C’est Alice (Alba Rohrwacherici curieusement avec le nom de sa sœur directrice) professeur de piano d’une dizaine d’années sa cadette. Les deux étaient amoureux quinze ans plus tôt, puis ils se sont séparés, se remettant d’un amour qui a laissé des séquelles., qui habite près de l’hôtel de luxe où il se régénère. C’est elle qui l’appelle et reconnecte, les deux reprennent contact et ils se voient, se racontent le temps passé, avec cette intimité de quelqu’un qui s’est aimé, mais avec la conscience de vivre désormais dans deux univers différents. Ils ont en commun la désillusion et l’insécurité, la moins apparente, la moins inhabituelle chez une célébrité qui semblerait nécessairement obligée de jouir de l’argent, de la gloire et d’être heureuse. Mais il se sent raté et lâche pour n’avoir pas eu le courage de quitter sa bulle de confort, le cinéma, en se mettant en jeu chaque soir en direct sur scène. Alice s’est taillé un monde petit et simple mais heureux, avec une fille adolescente, mais aussi le renoncement à une carrière plus prestigieuse, toujours au nom de l’audace.

ET entre-temps, le temps passe et la fenêtre de satisfaction semble devenir de plus en plus petite. Brizé abandonne la caméra à l’épaule pour une composition mesurée d’images statiques, respectueuse de la démarche timide des deux, mais aussi de leur sensation d’immobilité. Ils sont tous deux isolés, lui en célébrité dans la tour d’ivoire, elle filme en petits tableaux le quotidien heureux et souriant, mais l’idylle est fissurée par l’absence d’audio, une joie ralentie. Une histoire capable de combler les silences avec un travail formel très intéressant, entre images crépusculaires et une splendide bande-son de Vincent Delerm pour l’accompagner comme une parfaite contrepartie émotionnelle, plus qu’un simple tapis.. Comme si le scénario était aussi composé de musique, ainsi que de dialogues et de décors caractérisés de manière à devenir un autre personnage.

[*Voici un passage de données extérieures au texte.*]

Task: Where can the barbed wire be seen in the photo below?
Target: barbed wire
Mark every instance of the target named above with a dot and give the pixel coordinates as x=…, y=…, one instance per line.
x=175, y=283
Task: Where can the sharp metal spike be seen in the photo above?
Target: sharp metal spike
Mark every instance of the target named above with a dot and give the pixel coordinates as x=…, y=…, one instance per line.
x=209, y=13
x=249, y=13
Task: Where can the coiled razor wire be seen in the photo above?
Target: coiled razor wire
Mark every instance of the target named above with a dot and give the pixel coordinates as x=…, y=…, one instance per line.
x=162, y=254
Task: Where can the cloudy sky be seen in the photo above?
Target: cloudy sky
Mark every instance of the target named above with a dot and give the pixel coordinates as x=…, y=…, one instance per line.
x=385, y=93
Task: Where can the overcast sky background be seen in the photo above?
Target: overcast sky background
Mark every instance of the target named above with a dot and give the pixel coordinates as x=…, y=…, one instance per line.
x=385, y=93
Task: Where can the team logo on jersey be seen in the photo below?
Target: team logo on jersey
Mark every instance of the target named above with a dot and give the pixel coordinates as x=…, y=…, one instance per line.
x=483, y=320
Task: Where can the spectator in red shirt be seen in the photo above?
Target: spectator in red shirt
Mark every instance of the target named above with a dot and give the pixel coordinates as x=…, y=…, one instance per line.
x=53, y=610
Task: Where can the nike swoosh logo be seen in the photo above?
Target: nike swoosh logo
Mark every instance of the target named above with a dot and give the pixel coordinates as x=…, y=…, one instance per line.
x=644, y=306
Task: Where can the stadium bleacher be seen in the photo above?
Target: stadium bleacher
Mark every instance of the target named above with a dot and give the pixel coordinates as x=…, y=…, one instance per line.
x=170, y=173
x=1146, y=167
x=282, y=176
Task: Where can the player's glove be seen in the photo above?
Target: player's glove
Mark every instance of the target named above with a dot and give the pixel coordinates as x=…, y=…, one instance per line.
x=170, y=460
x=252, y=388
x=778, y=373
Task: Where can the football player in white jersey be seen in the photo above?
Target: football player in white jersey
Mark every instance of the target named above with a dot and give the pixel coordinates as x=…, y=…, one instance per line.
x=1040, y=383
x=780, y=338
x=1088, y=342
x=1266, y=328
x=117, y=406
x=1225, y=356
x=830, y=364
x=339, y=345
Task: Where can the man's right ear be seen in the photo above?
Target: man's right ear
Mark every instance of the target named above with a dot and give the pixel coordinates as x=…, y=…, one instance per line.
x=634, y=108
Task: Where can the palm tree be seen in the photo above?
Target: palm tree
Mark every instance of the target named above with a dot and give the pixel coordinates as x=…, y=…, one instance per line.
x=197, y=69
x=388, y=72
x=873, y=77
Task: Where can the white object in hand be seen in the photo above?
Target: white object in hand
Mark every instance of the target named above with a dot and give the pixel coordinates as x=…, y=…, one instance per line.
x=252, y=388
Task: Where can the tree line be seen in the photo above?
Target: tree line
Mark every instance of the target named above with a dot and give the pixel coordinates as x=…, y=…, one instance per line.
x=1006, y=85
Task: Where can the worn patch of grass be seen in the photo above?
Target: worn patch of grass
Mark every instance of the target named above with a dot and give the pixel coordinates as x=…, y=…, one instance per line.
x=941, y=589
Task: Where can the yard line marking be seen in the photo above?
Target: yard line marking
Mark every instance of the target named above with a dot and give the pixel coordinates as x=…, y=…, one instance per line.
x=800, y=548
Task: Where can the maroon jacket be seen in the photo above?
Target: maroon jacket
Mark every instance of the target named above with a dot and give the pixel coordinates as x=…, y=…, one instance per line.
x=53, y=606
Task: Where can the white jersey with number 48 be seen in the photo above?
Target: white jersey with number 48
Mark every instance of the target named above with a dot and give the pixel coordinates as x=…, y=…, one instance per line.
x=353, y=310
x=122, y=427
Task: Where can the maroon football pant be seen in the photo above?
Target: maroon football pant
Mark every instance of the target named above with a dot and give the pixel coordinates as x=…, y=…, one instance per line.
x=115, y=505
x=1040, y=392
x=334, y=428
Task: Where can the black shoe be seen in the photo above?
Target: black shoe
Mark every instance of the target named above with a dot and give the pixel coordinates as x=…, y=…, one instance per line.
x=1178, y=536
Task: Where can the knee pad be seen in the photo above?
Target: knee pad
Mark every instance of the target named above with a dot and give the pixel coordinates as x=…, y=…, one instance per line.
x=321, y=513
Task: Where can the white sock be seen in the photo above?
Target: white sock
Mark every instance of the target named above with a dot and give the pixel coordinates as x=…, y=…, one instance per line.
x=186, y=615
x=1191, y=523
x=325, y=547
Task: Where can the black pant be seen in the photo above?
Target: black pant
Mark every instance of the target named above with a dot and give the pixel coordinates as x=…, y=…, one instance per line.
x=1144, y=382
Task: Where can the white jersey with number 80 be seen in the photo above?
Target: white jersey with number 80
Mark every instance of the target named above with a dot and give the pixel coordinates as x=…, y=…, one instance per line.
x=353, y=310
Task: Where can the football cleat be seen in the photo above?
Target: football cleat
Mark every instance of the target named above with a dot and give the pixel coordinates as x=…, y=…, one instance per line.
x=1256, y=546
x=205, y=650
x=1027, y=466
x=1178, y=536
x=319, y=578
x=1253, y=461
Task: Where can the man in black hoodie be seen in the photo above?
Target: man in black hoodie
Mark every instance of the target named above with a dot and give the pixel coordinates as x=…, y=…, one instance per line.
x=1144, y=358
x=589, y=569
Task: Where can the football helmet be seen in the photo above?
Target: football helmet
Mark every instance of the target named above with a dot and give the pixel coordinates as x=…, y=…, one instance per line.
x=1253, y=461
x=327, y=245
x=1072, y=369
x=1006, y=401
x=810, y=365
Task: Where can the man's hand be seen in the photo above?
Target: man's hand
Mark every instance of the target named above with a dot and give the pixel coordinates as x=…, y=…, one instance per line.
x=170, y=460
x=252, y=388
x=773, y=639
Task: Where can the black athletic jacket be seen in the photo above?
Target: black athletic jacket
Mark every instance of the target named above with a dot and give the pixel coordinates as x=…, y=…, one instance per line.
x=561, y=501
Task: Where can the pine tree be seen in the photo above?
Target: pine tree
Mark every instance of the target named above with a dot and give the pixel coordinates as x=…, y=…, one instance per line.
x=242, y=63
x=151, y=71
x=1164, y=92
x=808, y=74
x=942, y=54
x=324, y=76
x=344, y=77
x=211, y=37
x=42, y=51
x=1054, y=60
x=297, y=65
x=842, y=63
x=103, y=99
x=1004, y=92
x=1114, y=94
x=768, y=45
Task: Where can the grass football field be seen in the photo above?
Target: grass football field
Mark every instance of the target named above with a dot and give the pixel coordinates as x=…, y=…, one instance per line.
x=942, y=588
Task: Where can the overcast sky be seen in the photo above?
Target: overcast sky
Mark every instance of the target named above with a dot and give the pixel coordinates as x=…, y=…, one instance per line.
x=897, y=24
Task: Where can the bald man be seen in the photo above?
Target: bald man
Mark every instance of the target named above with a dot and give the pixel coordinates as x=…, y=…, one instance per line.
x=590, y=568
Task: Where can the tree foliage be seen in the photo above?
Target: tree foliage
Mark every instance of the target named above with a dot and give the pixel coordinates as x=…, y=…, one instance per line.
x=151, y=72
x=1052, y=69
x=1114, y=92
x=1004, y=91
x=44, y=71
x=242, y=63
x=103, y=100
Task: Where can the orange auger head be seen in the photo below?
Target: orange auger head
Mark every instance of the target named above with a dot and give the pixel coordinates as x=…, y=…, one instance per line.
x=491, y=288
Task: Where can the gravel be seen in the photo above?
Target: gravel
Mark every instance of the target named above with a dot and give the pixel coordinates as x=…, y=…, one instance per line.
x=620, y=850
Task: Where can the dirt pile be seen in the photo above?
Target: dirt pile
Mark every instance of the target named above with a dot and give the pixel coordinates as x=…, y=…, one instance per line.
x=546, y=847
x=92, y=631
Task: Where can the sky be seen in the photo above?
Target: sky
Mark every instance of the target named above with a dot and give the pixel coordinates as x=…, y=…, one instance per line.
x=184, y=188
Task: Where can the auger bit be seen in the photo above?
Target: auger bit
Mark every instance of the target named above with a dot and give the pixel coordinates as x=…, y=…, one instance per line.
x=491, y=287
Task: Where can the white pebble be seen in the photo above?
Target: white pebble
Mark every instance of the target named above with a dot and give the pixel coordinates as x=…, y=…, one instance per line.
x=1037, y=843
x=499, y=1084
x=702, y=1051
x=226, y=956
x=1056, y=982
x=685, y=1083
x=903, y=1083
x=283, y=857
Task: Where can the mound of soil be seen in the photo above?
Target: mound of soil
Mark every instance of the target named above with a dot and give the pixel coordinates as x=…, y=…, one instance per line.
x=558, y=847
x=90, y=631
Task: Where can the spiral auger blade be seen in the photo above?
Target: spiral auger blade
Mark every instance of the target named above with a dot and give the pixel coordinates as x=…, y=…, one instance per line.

Un paysage presque vide qui laisse place à des réflexions intérieures, sur la séparation d’une quinzaine d’années plus tôt et sur les choix non faits ou les opportunités perdues en cours de route. C’est le temps qui marque le mal intérieur de ce couple, des tourments anesthésiés, pour peu de temps seulement, par s’être retrouvés, par l’intimité et l’ironie avec lesquelles ils se rapprochent.. pouquoi Hors saison il sait alterner les rythmes, il ne tombe pas dans la monotonie, même s’il affronte courageusement les dérapages et les tourments d’un mélodrame. Merci également aux deux acteurs. À Canet, qui fait ici ressortir ce côté mélancolique qu’il avait montré autrefois en tant qu’acteur, mais surtout en tant que réalisateur. Une histoire déchirante, rendue aussi grâce aux couleurs chaudes du sourire timide de Alba Rohrwacherde ses joues rouges d’embarras, prête à se transformer en curiosité et en décision effrontée.

C’est aussi un éloge du rôle apparemment non essentiel, mais « héroïque » de l’artiste – qu’il soit acteur ou musicien – qui se préoccupe de nourrir l’âme, ennoblissant nos vies au-delà de la subsistance. Un éloge de la fragilité, de ne pas se priver de l’autre à cause de défauts, d’apprendre à se connaître à travers ses points faibles. Déchirant et émouvant, authentique et inestimable. Un Brizé qui nous emmène dans des territoires inattendus et où l’on aimerait séjourner, hors saison, en compagnie de Mathieu et Alice.